The U.S. spends more on healthcare than any other country in the world, but a big chunk of that spending can be considered waste, according to new research published in JAMA. In fact, a whopping 25% of spending in the U.S. healthcare system is waste, coming in at a range from $760 billion to $935 billion
Reducing that waste could save between $191 billion and $282 billion, according to the study, which was led by Humana CMO William Shrank, MD. For 2019, U.S. healthcare expenditures are expected to reach $3.82 trillion. The findings are below the 30% estimation of waste spending by the Institute of Medicine.
Shrank and colleagues searched peer-reviewed and “gray” literature between 2012 and May 2019 and focused on six previously-established areas of waste: failure of care delivery, failure of care coordination, overtreatment or low-value care, pricing failure, fraud and abuse and administrative complexity.
- Failure of care delivery had annual waste ranging from $102.4 billion to $165.7 billion. Potential savings interventions in this area could yield between $44.4 billion to $93.3 billion in savings.
- Failure of care coordination wasted between $27.2 billion and $78.2 billion, with interventions potentially saving $29.6 billion to $38.2 billion.
- Low-value care had an estimated total cost of waste from $75.7 billion to $101.2 billion. Savings in this area could range from $12.8 billion to $28.6 billion.

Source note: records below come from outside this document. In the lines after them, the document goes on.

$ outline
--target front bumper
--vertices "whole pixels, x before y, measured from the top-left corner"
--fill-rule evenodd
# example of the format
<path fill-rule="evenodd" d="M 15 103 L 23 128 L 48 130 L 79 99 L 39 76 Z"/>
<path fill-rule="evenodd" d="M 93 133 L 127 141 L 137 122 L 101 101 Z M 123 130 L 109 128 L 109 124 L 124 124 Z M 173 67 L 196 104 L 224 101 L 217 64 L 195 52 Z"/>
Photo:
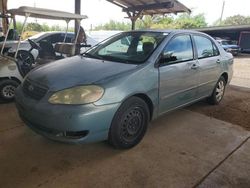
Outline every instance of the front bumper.
<path fill-rule="evenodd" d="M 109 127 L 120 103 L 95 106 L 52 105 L 26 96 L 16 89 L 16 107 L 21 119 L 47 138 L 69 142 L 96 142 L 108 138 Z"/>

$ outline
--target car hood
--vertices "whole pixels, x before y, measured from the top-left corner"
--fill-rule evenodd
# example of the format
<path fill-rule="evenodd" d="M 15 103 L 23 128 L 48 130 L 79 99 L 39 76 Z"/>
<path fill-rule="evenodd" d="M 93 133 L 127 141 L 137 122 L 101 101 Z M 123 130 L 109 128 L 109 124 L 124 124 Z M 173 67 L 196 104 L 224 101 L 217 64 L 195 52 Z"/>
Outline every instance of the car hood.
<path fill-rule="evenodd" d="M 13 48 L 14 50 L 16 50 L 16 47 L 18 45 L 18 41 L 14 40 L 14 41 L 7 41 L 5 43 L 5 48 Z M 3 46 L 3 42 L 0 43 L 0 47 Z M 20 47 L 19 48 L 24 48 L 24 47 L 29 47 L 29 42 L 28 41 L 21 41 L 20 43 Z"/>
<path fill-rule="evenodd" d="M 27 78 L 48 87 L 51 91 L 58 91 L 77 85 L 95 84 L 136 67 L 134 64 L 103 61 L 79 55 L 36 68 Z"/>

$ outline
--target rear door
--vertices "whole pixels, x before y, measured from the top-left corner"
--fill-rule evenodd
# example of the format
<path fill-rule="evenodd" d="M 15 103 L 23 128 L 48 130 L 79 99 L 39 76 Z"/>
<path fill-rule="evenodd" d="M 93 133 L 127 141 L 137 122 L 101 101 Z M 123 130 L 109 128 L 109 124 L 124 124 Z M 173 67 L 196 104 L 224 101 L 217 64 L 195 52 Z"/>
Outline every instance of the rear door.
<path fill-rule="evenodd" d="M 159 66 L 159 113 L 187 104 L 197 97 L 198 62 L 189 34 L 173 37 L 163 50 Z"/>
<path fill-rule="evenodd" d="M 205 35 L 193 35 L 199 62 L 198 97 L 211 94 L 220 74 L 220 53 L 214 42 Z"/>

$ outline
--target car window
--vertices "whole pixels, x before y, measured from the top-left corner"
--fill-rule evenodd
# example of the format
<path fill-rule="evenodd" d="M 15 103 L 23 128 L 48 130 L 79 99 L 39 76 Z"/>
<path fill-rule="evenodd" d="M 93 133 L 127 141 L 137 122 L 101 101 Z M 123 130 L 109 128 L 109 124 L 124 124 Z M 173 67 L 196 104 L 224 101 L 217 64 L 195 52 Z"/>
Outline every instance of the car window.
<path fill-rule="evenodd" d="M 217 46 L 215 46 L 215 44 L 213 44 L 213 51 L 214 51 L 214 56 L 220 55 L 220 52 L 219 52 Z"/>
<path fill-rule="evenodd" d="M 162 63 L 177 63 L 193 59 L 193 46 L 189 35 L 173 38 L 163 50 Z"/>
<path fill-rule="evenodd" d="M 124 32 L 101 42 L 87 54 L 114 62 L 143 63 L 166 36 L 163 32 Z"/>
<path fill-rule="evenodd" d="M 65 35 L 63 35 L 63 37 L 64 37 Z M 64 39 L 63 39 L 64 40 Z M 72 34 L 67 34 L 67 36 L 66 36 L 66 40 L 65 40 L 65 42 L 66 43 L 71 43 L 71 42 L 73 42 L 74 41 L 74 35 L 72 35 Z"/>
<path fill-rule="evenodd" d="M 51 42 L 52 44 L 57 43 L 57 42 L 63 42 L 64 39 L 64 34 L 57 33 L 57 34 L 52 34 L 50 36 L 45 37 L 43 40 L 46 40 L 48 42 Z"/>
<path fill-rule="evenodd" d="M 203 36 L 194 36 L 194 41 L 197 48 L 198 58 L 207 58 L 216 56 L 219 54 L 217 47 L 212 43 L 212 41 Z"/>
<path fill-rule="evenodd" d="M 129 45 L 131 44 L 132 38 L 129 36 L 123 37 L 99 51 L 99 55 L 109 55 L 112 53 L 126 53 Z"/>

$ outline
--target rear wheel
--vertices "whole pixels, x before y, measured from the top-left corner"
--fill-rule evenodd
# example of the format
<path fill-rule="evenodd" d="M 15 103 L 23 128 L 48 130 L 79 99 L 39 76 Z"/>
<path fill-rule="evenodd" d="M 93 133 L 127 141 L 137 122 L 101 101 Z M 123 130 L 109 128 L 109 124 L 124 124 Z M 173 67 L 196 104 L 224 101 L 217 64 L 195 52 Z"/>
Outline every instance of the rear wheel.
<path fill-rule="evenodd" d="M 137 145 L 147 130 L 149 116 L 148 106 L 142 99 L 131 97 L 126 100 L 113 118 L 109 143 L 119 149 Z"/>
<path fill-rule="evenodd" d="M 15 89 L 19 83 L 15 80 L 2 80 L 0 81 L 0 97 L 5 101 L 12 101 L 15 96 Z"/>
<path fill-rule="evenodd" d="M 225 78 L 221 76 L 214 88 L 212 95 L 208 98 L 208 102 L 213 105 L 219 104 L 223 99 L 225 88 L 226 81 Z"/>

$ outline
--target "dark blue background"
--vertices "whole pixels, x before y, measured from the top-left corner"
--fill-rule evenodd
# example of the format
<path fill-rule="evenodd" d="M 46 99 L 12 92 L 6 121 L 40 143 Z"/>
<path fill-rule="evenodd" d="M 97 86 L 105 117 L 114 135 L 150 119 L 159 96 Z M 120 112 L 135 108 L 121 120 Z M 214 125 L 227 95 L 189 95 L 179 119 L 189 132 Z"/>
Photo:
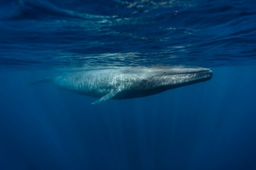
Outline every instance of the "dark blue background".
<path fill-rule="evenodd" d="M 256 169 L 255 1 L 1 1 L 0 169 Z M 30 82 L 102 67 L 209 81 L 93 98 Z"/>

- Pricing failure has a huge waste cost between $230.7 billion and $240.5 billion. Total savings from interventions ranged from $81.4 billion to $91.2 billion.
- Fraud and abuse waste estimates ranged from $58.5 billion to $83.9 billion, with potential savings between $22.8 billion and $30.8 billion from interventions.
- Administrative complexity had the most amount of spending on waste of $265.6 billion.
Despite the high amounts of waste, interventions could only account for some potential savings, according to the estimates.
Administrative complexity was the area with the highest amount of waste, some of which could be chalked up to a fragmented healthcare system. Some proposals to improve interoperability across the healthcare system could reduce waste spending, but “the greater opportunity” for savings is through enhanced payer collaboration with health systems and clinicians through value-based payments, Shrank et al. wrote.
“In value-based models, in particular those in which clinicians take on financial risk for the total cost of care of the populations they serve, many of the administrative tools used by payers to reduce waste (such as prior authorization) can be discontinued or delegated to the clinicians, reducing complexity for clinicians and aligning incentives for them to reduce waste and improve value in their clinical decision-making,” Shrank and colleagues wrote.
However, value-based models won’t fix all waste, as the complexity of the healthcare system is still an issue.
“Administrative complexity is the greatest source of waste in the United States today and can be a result of payers’ efforts to reduce waste by reducing overtreatment and low-value care,” Shrank et al. wrote.